Pivotal moment?
When we look back, will we find the contrast in this weekend's Live 8 coverage between AOL and MTV to be a pivotal moment in the shift from TV to Web? Pivotal as in everything changes from here -- probably not. Pivotal in that it has many more people talking about the potential of the Web -- and the stark differences with TV and other existing media-- likely.
The AP's David Bauder observed: "Television seemed shockingly old-fashioned during Saturday's worldwide concert for poverty relief. AOL's coverage was so superior, it may one day serve as a historical marker in drawing people to computers instead of TV screens for big events."
Knight Ridder's Beth Gillen said: "If Live Aid helped launch MTV as a media powerhouse two decades ago, Live 8 not only dethroned the music channel Saturday, but it also made it seem quaintly old-fashioned. The Internet left cable in the dust. To put it bluntly, MTV sank and AOL soared."
From Jon Fort, the Mercury News' senor Web editor: "The peak of my frustrating TV experience was during Pink Floyd's performance. It was during 'Comfortably Numb,' I believe, that an MTV VJ cut in and starting rambling about how amazing it was that Pink Floyd was there playing. Yes, I thought. And It's only slightly less amazing that you're cutting away from this amazing performance to yap about it, and then show a Taco Bell commercial. ... At that moment I felt like a lost soul swimming in a fish bowl. I wished I were home, watching the Floyd on AOL instead."
Media Post's "Just an Online Minute" (sub. req.) is a little more down to earth: "Still, to put Saturday's numbers in perspective, consider that in 1985, an estimated 95 percent of TV households worldwide tuned in to the first Live Aid concerts. While AOL's weekend numbers are impressive, they don't compare to the reach TV can deliver. ... The streams also were nowhere near the quality of television--at least on the Minute's computer. Regardless, there's a lot to be said for being able to stream live and without interruption. ... Time will tell whether Live 8 will define the Web's place in the media world. But for now, it's as close to a pivotal moment the online world has seen."
Full disclosure: I did not see AOL's coverage -- I don't have broadband at home. And I saw only snippets of MTV. So what I'm going to say is based largely on what others have written:
-- MTV made the same mistake being made by a lot of big media (too many reporters and editors included): The failure to SHUT UP! Let the event happen. Interrupt/comment only when necessary, or, as one former news director of mine once said: Get the hell out of the way and let the news happen. (Want some recent news examples?

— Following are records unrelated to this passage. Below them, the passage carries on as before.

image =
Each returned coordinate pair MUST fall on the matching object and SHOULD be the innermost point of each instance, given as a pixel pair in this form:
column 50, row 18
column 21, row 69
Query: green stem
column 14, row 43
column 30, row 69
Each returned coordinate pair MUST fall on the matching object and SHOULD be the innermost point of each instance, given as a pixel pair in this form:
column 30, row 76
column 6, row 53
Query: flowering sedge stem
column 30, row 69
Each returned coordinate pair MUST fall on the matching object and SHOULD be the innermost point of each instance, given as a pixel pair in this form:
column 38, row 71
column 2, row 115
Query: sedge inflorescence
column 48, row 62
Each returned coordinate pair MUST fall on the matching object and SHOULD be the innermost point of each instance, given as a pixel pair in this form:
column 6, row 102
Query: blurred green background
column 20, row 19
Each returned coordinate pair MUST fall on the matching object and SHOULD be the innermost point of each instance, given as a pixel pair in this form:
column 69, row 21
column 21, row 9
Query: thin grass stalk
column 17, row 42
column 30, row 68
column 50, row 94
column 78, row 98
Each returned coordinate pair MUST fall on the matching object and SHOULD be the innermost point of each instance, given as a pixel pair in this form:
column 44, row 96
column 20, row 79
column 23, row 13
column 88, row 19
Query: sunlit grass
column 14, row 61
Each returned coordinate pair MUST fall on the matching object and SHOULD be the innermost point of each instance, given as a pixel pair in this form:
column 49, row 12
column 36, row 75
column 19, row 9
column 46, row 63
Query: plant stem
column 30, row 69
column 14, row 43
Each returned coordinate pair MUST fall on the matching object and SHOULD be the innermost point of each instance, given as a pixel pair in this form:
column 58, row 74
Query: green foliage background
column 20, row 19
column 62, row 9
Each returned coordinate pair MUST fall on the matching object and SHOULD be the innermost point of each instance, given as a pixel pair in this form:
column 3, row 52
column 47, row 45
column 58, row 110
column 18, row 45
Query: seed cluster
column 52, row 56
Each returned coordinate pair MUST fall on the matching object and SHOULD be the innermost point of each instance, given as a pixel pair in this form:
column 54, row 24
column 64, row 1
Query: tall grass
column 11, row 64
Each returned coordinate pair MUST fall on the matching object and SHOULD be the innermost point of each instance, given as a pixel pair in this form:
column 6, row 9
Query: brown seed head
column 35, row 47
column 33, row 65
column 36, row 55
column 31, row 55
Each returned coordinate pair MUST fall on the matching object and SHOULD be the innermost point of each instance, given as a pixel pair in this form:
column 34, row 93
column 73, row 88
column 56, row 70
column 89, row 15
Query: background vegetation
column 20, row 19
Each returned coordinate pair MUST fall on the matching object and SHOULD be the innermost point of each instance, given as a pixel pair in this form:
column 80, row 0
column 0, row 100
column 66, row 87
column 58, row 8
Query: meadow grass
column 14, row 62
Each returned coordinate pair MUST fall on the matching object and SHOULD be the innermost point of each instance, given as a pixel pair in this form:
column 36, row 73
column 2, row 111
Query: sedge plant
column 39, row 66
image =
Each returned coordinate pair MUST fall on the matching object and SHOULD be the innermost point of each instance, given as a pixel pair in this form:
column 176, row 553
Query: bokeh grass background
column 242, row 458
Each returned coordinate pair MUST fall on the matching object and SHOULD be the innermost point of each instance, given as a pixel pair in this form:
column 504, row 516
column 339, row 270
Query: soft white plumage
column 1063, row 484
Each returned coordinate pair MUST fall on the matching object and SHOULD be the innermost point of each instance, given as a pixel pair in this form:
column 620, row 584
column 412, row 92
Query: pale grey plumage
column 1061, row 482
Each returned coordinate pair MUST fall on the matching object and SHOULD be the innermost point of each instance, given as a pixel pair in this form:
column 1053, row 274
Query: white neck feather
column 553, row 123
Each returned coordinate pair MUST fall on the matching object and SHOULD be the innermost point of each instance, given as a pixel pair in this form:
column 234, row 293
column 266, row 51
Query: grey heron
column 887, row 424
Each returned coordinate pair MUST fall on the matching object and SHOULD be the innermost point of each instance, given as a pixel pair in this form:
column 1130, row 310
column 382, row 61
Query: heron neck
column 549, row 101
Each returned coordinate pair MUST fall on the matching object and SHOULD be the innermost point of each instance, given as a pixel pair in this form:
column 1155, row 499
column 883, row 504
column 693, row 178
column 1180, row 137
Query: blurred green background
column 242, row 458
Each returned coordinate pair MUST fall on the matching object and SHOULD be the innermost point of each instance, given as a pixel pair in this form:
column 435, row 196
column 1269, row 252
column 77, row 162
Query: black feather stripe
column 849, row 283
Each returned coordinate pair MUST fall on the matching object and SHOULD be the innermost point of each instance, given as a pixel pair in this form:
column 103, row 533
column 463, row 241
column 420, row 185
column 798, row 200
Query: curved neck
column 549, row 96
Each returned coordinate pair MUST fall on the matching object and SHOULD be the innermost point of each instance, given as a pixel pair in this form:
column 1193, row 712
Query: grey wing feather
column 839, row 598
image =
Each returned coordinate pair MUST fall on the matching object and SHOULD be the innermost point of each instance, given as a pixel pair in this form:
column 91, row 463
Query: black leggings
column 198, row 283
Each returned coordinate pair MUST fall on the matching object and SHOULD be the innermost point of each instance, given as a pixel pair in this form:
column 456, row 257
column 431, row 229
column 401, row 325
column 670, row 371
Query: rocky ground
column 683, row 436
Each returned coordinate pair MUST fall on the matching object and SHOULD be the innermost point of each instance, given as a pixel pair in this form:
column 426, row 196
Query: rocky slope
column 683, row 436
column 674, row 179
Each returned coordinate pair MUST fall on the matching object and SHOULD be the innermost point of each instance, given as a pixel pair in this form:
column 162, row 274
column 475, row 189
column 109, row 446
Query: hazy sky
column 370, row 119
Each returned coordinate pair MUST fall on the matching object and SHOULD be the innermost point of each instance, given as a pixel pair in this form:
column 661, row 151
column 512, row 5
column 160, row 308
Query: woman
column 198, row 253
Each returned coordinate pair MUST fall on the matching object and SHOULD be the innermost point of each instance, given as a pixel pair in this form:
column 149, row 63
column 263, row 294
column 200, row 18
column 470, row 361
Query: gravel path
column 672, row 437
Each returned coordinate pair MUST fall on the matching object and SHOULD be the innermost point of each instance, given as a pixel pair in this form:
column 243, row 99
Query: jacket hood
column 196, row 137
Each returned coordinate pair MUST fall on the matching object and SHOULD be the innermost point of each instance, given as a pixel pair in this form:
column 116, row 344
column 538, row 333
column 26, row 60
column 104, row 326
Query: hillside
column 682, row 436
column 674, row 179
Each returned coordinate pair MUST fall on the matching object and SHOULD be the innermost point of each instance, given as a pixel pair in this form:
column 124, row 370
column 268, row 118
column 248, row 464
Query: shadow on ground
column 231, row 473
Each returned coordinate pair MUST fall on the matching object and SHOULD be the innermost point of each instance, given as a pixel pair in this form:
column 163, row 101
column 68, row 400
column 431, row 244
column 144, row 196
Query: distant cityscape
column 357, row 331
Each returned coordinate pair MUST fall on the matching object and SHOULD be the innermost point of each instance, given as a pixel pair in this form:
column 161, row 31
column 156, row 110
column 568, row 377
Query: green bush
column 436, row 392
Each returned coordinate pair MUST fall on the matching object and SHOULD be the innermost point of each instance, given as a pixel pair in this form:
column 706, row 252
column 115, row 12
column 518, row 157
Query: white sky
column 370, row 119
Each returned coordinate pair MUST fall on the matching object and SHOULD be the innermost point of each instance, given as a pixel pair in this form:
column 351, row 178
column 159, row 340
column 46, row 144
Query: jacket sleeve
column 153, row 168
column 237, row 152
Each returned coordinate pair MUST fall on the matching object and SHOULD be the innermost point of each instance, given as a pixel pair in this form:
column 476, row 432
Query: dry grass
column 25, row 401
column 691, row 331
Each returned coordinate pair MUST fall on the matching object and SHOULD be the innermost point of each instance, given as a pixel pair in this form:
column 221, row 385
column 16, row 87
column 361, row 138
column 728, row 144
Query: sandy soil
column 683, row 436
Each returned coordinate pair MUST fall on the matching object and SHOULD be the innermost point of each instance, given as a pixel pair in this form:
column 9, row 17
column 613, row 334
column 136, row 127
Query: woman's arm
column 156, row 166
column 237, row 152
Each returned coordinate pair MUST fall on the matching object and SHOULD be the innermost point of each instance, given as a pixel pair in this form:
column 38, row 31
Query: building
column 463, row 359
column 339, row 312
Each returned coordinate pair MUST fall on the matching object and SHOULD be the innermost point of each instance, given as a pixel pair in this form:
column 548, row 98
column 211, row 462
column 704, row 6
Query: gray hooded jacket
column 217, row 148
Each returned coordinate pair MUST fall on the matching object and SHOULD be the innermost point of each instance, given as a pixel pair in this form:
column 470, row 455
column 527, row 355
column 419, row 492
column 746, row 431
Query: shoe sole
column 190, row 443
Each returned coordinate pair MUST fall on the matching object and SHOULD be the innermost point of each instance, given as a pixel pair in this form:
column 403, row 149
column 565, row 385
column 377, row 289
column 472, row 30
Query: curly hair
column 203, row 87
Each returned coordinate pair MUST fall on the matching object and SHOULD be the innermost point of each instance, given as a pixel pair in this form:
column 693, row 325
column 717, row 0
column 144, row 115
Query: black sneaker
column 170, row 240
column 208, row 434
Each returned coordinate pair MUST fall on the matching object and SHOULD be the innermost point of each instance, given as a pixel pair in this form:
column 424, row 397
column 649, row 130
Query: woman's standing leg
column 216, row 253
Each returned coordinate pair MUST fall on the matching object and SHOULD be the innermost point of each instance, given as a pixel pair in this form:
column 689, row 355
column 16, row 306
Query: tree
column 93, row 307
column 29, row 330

Think Jacko and runaway bride.)
But this was an entertainment event; how might it apply to news? In our always-on world, there will be more live coverage of more news events, and they won't require big, expensive, professional rigs to pull off. If I can get it on the Web, live and uncut, or on TV, interrupted by the chattering classes, where am I more likely to go? I remember, as a young man, being rivited by the May 1974 siege of the Symbionese Liberation Army house in Los Angeles. That was another of those pivotal moments -- one of the first live shots nationwide of that kind of breaking news event. And one of the things I remember to this day was that the anchors said relatively little, letting the gunshots and tear gas and fire speak for itself. It was riveting, even though a single camera several hundred feet away isn't the best TV in the world.
-- MTV failed to see that its competition was really AOL. The morning after, MTV wasn't being compared to what was on the other channels. It was being compared to the Internet coverage. The news buisness already has had to deal with this and may be starting to understand it. Expect to see more of it.
-- Media Post is right -- 5 million people is barely a thimbleful in the ocean of media audiences. But as Fort notes, "Five million people can create a lot of buzz."
Gillen wrote this: "Some packaged highlights of the concerts into specials for later viewing. But only the Internet made you feel as if you were there." In an era when we're being told that people want to "experience" the news, that's something worth considering.